Band of interest on SDS/PAGE gel was excised and washed in 50 mM ammonium bicarbonate (Burdick and Jackson) in 50:50 acetonitrile: water (100 µL, 20 min). The gel slice was dehydrated with acetonitrile and digested with trypsin (Promega) in ammonium bicarbonate pH 8.0, 0.2 µg overnight at 37 °C. Peptides were extracted from the gel slice(s) in 50 µL of 50:50 vol/vol acetonitrile: 1% formic acid (Sigma) for 30 min followed by 50 µL of pure acetonitrile. Extractions were pooled and evaporated to near dryness and were reconstituted in 2% acetonitrile: 0.1% formic acid. Samples were injected via an autosampler onto a 75 µm × 100 mm column (ethylene bridged hybrid, 1.7 μm, Waters Corporation) at a flow rate of 1 µL/min using a NanoAcquity ultraperformance liquid chromatography (Waters Corporation). A gradient from 98% solvent A (water + 0.1% formic acid) to 80% solvent B (acetonitrile + 0.08% formic acid) was applied over 40 min. Samples were analyzed online via nanospray ionization into a hybrid linear trap quadropole-Orbitrap mass spectrometer (Thermo Fisher Scientific). Data were collected in data-dependent mode with the parent ion being analyzed in the Fourier transform mass spectrometry and the top eight most abundant ions being selected for fragmentation and analysis in the LTQ. Tandem mass spectrometric data were analyzed using the Mascot search algorithm (Matrix Sciences).

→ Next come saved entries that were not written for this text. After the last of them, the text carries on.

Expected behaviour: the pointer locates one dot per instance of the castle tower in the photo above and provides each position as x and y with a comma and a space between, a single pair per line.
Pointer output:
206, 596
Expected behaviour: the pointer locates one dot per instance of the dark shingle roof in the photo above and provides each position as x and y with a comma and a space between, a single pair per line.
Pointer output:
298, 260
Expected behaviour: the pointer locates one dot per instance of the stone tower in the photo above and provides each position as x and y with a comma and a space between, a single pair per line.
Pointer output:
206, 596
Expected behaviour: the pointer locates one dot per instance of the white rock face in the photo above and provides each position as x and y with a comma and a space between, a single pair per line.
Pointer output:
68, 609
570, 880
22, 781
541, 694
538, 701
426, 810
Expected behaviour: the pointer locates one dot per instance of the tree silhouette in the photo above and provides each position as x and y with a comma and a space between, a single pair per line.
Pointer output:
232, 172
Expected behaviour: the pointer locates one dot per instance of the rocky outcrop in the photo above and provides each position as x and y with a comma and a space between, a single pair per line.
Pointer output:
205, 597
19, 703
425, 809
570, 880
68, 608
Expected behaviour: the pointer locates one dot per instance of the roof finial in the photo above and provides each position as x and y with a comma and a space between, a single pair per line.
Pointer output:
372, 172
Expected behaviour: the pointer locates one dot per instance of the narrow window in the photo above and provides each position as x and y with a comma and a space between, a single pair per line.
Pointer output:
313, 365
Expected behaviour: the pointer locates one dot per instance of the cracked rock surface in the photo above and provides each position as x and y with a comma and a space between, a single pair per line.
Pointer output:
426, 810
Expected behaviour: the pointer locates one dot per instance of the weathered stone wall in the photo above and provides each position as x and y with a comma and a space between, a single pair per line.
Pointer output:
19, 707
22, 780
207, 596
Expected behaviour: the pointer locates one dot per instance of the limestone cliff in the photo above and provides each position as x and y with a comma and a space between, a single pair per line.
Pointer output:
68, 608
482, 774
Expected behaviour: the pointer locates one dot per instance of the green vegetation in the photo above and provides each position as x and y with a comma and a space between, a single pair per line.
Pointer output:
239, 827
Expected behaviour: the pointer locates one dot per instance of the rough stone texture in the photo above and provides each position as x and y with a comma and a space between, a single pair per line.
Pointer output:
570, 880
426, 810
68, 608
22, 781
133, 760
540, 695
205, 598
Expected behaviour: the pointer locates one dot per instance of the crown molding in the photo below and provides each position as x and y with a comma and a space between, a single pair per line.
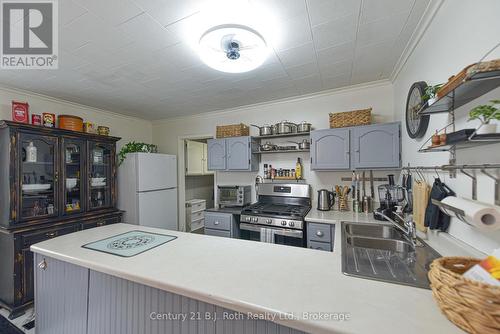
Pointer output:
422, 26
69, 103
221, 112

LPS Stimulation and Fractionation.

ER-Hoxb8–immortalized macrophages were maintained and differentiated as described (9). The macrophages were cultured overnight in 24-well plates at 1 × 10⁶ cells/mL before being primed for 5–6 h with 1 μg/mL Pam3CSK4 (Invivogen). Primed cells were electroporated with 5 μg/mL LPS (Invivogen, O111:B4 ultra pure grade) in OPTI-MEM (Life Technologies) using the 4D-Nucleofector system (Lonza) as described (5). Cytosolic and membrane fractions were isolated as described (27). Briefly, cytosolic fractions were extracted in buffer A [20 mM Hepes (pH 7.5), 100 mM KCl, 2.5 mM MgCl₂,100 mM sucrose, and 1× complete protease inhibitor tablet (Roche)] with 0.025% digitonin. The insoluble crude membrane fraction was then extracted in buffer A with 1% digitonin. For immunoblotting, samples were resolved on a 10% Bis-Tris PAGE gel (Life Technologies) and probed using 1 μg/mL of anti-GsdmD antibody (raised against full-length recombinant mouse GsdmD, mouse IgG2b, clone 17G2G9, Genentech), anti-Na⁺/K+-ATPase antibody (Cell Signaling, 1:1,000), anti-VDAC antibody (Cell Signaling, 1:1,000), and anti-GAPDH antibody (Abcam, 1:2,500).

Transient Transfection.

Mouse p30 GsdmD (M1-D276) cDNA was artificially synthesized and subcloned into pcDNA3.1/Zeo(+) (Life Technologies) for transient expression in HEK293T cells. The p30 GsdmD I105A mutant was created with a QuikChange site-directed mutagenesis kit (Agilent Technologies). For transient expression, HEK293T cells (ATCC) were cultured overnight in 96-well plates at 1.2 × 10⁵ cells/mL, then transfected with 2–50 ng of plasmids by using 0.16 mL lipofectamine2000 (Life Technologies). At 24 h after transfection, cytotoxicity against HEK293T cells was measured by CellTiter-Glo (Promega).